Ted Gorin

Personal information
- Full name: Edward Rosser Gorin
- Date of birth: 2 March 1924
- Place of birth: Cardiff, Wales
- Date of death: 30 May 2013 (aged 89)
- Place of death: Cardiff, Wales
- Position(s): Forward

Senior career*
- Years: Team / Apps / (Gls)
- 1948–1950: Cardiff City / 6 / (2)
- 1950–1951: Scunthorpe United / 26 / (12)
- 1951–1952: Shrewsbury Town / 18 / (3)

= Ted Gorin =

Welsh footballer

Edward Rosser Gorin (2 March 1924 – 30 May 2013) was a Welsh professional footballer who played as a forward. After being spotted playing amateur football, he signed for Cardiff City in 1948 where he made his professional debut. He was sold to Scunthorpe United in 1950, and scored the club's first-ever goal in the Football League. He later joined Shrewsbury Town where he finished his professional career at the age of 27.

==Early life==
Gorin was born in Cardiff, but was initially raised in Saundersfoot in West Wales. His family returned to Cardiff, settling in the Canton area of the city, and Gorin attended Grange National School and later Howard Garden's Grammar School. After leaving school, he worked as a print setter for the South Wales Echo and the Western Mail. During World War II, he was recruited to the Royal Corps of Signals.

==Career==
After finishing his service, Gorin returned to his job with the Western Mail and began playing football for local amateur side Grange Albion. He finished as the club's top goalscorer for two consecutive seasons and his form prompted Football League Second Division side Cardiff City to sign him in October 1948. He made his professional debut for the club on 27 November 1948, playing in a 1–0 victory over Coventry City. He scored his first goal in his second appearance, a 2–2 draw with Leicester City on 11 December 1948, but only made two further appearances during the 1948–49 season, both coming in the Welsh Cup.

The following season, Gorin again struggled to break into the first team, making his first appearances of the season in consecutive 1–0 defeats to Barnsley and West Ham United in November 1949. He made three further appearances during the season, scoring in his final match for the club during a 1–1 draw with Hull City on the final day of the season.

He signed for Scunthorpe United, newly elected to the Football League, in July 1950 with manager Leslie Jones paying £2,500 to bring him to the club.

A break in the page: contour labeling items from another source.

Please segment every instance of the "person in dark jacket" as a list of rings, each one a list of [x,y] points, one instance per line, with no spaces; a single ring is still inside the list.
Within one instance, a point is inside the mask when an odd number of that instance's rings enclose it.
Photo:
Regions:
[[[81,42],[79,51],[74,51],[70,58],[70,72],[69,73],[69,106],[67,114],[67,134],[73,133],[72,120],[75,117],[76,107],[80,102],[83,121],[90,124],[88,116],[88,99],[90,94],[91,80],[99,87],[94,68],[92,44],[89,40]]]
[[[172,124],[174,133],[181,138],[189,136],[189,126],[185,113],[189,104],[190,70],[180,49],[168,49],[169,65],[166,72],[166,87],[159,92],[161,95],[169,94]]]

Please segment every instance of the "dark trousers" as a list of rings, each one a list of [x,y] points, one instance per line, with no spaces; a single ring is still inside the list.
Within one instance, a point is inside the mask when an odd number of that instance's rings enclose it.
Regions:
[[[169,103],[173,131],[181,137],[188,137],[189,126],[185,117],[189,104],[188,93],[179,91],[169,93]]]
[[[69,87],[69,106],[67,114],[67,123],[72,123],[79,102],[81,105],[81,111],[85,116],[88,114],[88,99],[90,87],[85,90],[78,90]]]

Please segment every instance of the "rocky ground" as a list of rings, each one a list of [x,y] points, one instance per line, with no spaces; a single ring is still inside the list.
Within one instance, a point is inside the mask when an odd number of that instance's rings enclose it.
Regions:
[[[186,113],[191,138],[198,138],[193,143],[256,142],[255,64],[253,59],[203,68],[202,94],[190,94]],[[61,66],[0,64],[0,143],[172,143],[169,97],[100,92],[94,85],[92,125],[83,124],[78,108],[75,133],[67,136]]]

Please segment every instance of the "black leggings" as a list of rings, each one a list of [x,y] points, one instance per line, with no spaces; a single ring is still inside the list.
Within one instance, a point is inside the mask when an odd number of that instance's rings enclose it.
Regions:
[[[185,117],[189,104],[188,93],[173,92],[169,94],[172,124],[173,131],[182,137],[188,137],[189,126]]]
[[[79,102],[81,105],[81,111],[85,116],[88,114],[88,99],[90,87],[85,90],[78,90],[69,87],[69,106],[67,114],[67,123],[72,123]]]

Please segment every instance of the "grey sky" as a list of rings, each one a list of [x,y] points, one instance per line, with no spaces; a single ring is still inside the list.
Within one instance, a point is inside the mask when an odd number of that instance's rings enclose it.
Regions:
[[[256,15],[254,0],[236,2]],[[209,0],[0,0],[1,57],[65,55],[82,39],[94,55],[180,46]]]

After Scunthorpe drew their first match 0–0, Gorin scored the club's first goal in the Football League during a 2–1 defeat to Lincoln City in their second league match. A month later, he scored the club's first hat-trick in the Football League in a 3–0 victory over Accrington Stanley. He finished the season as the club's leading goalscorer but decided to move to Shrewsbury Town in order to be closer to Wales. However, following the death of his father, Gorin gave up playing at the age of 27 in order to return to Cardiff and care for his mother.

==Personal life==
During his time playing for Cardiff, Gorin met his wife Blodwen Chapman. After moving to Scunthorpe, he was initially stopped from returning home but made an agreement with his manager that if he scored a hat-trick in a match against Accrington Stanley, he would be allowed to visit. Gorin duly obliged and was allowed to visit home after the game. The pair married in 1951.

He was also a keen baseball player, playing for local teams and representing Wales on two occasions, in 1951 and 1954.

After retiring from football, Gorin became the landlord of The Big Windsor pub in Cardiff. He later worked in the same role at the Bird In Hand pub, owned by Brains Brewery, the Gower Hotel and the Romilly. He suffered from dementia in later life and died on 30 May 2013 in Cardiff.